Conversely, the wchar_t-based strings are commonly called “wide” strings, or Unicode strings. And, as you can easily imagine, the “W” suffix stems from “wide”.

The ANSI/MBCS form refers to legacy strings, with lots of associated potential problems including mismatching code page mess.

The Unicode form is the “modern” one, and should be the preferred form in Windows applications written in C++. Note that, in this context, the particular Unicode encoding used is UTF-16 (with wchar_t being a UTF-16 16-bit code unit in Visual C++).

Now, let’s have a look at the last part of the aforementioned code snippet:

#ifdef UNICODE
#define SetWindowText  SetWindowTextW
#define SetWindowText  SetWindowTextA

So, it’s clear that SetWindowText is just a preprocessor #define, expanded to SetWindowTextW in Unicode builds (which have been the default since VS2005!), and to SetWindowTextA in ANSI/MBCS builds (which IMHO should be considered deprecated).

The Unicode vs. ANSI/MBCS mode is controlled by the UNICODE preprocessor label.

As already written, Unicode builds have been the default since VS2005; anyway, you can change the build mode via the Visual Studio IDE,  following the path: Project Properties | Configuration Properties | General | Character Set (as described, for example, in this StackOverflow answer).

The idea of this legacy TCHAR model is to basically allow C/C++ Win32 programmers to have a single code base, using a common “generic” character type named TCHAR (instead of explicitly using char and wchar_t), and a single apparent function name (for example: SetWindowText), and have this TCHAR expanded to either char or wchar_t, and the proper corresponding A-ending or W-ending function be called, depending on the particular ANSI/MBCS or Unicode build mode setting.

In this model string literals should be decorated with TEXT or _TEXT or _T, such that in ANSI/MBCS builds those literals are expanded, for example, as in “Connie”, instead in Unicode builds an L prefix is automatically added, making it L“Connie”.

Following this TCHAR model, a SetWindowText call would appear in C++ code something like this:

SetWindowText(myWindow, TEXT("Connie"));

In ANSI/MBCS builds, SetWindowText would actually be expanded to SetWindowTextA, TEXT(“Connie”) to “Connie”, so the above statement gets transformed to:

SetWindowTextA(myWindow, "Connie");

Instead, in Unicode builds, SetWindowText is expanded to SetWindowTextW, TEXT(“Connie”) becomes L“Connie” (with the L prefix denoting a Unicode UTF-16 string literal), and the aforementioned statement becomes:

SetWindowTextW(myWindow, L"Connie");

So, given a single code base, you could switch the build mode between Unicode and ANSI/MBCS, and automatically get two different binary executables: one Unicode-enabled, and the other one using the ANSI/MBCS legacy APIs.

Well, this might have made sense in the old days of Windows, when Unicode-enabled versions of Windows (for example: Windows 2000, XP, etc.) coexisted with older Unicode-unaware versions of the OS, which didn’t implement the “W” version of the Win32 APIs.

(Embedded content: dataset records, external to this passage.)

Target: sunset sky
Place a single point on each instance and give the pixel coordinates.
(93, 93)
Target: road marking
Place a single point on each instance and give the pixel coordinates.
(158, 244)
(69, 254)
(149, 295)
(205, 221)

So you could build software capable of targeting both Unicode-enabled and Unicode-unaware versions of Windows, starting from a common single TCHAR-enabled code base, and just #define’ing/#undef’ing a few preprocessor macros (UNICODE and _UNICODE), more or less…

Anyway, considering that recent widespread versions of Windows, like Windows 7, are Unicode-enabled, there’s really no reason nowadays to use this legacy messy TCHAR model: just build your Windows C++ applications in Unicode.

(Bonus historical note: to simplify creating Unicode-aware applications for Windows 95 and 98, Microsoft built UNICOWS.DLL or “cows”, a.k.a. “Microsoft Layer for Unicode”, released in July 2001.)

However, this TCHAR preprocessor-based model has some nasty effects still today, as we’ll see in the next blog post.